Velocity Reviews - Computer Hardware Reviews

Velocity Reviews > Newsgroups > Programming > Python > re.match and non-alphanumeric characters

Reply
Thread Tools

re.match and non-alphanumeric characters

 
 
The Web President
Guest
Posts: n/a
 
      11-16-2008
Dear all,

this is really driving me nuts and any help would be extremely
appreciated.

I have a string that contains some numeric data.

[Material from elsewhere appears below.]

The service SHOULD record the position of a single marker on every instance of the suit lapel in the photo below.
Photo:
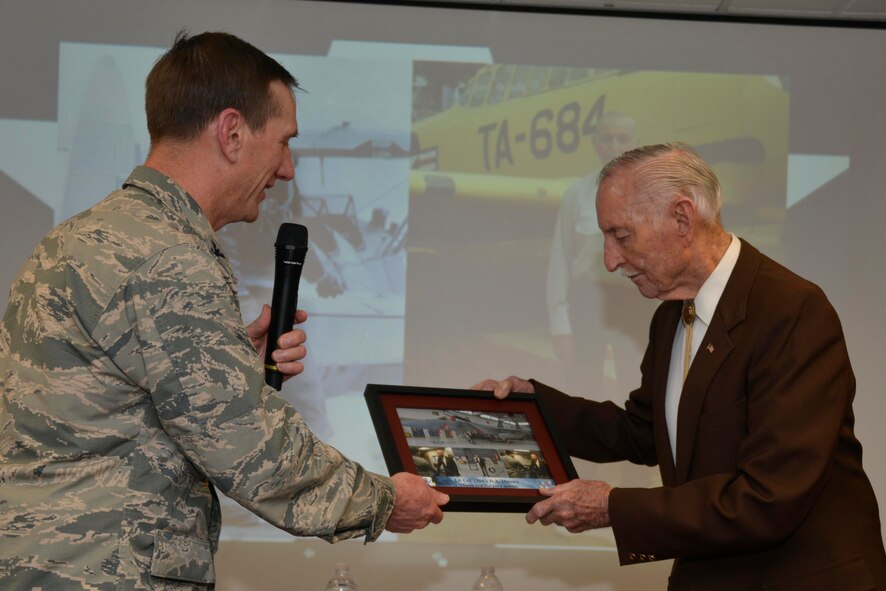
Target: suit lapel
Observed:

I want to isolate
these data using re.match, as follows.

bogus = "IFC(35m)"
data = re.match(r'(\d+)',bogus)
print data.group(1)

I would expect to have "35" printed out to screen, but instead I get
an error that the regular expression did not match:

Traceback (most recent call last):
File "C:\Documents and Settings\Mattia\Desktop\Neeltje\read.py",
line 20, in <module>
print data.group(1)
AttributeError: 'NoneType' object has no attribute 'group'

Note that the same holds if I look for "35" straight, instead of "\d
+". If instead I look for "IFC" it works fine. That is, apparently
re.match will match only up to the first non-alphanumeric character
and ignore anything after a "(", "_", "[" and god knows what else.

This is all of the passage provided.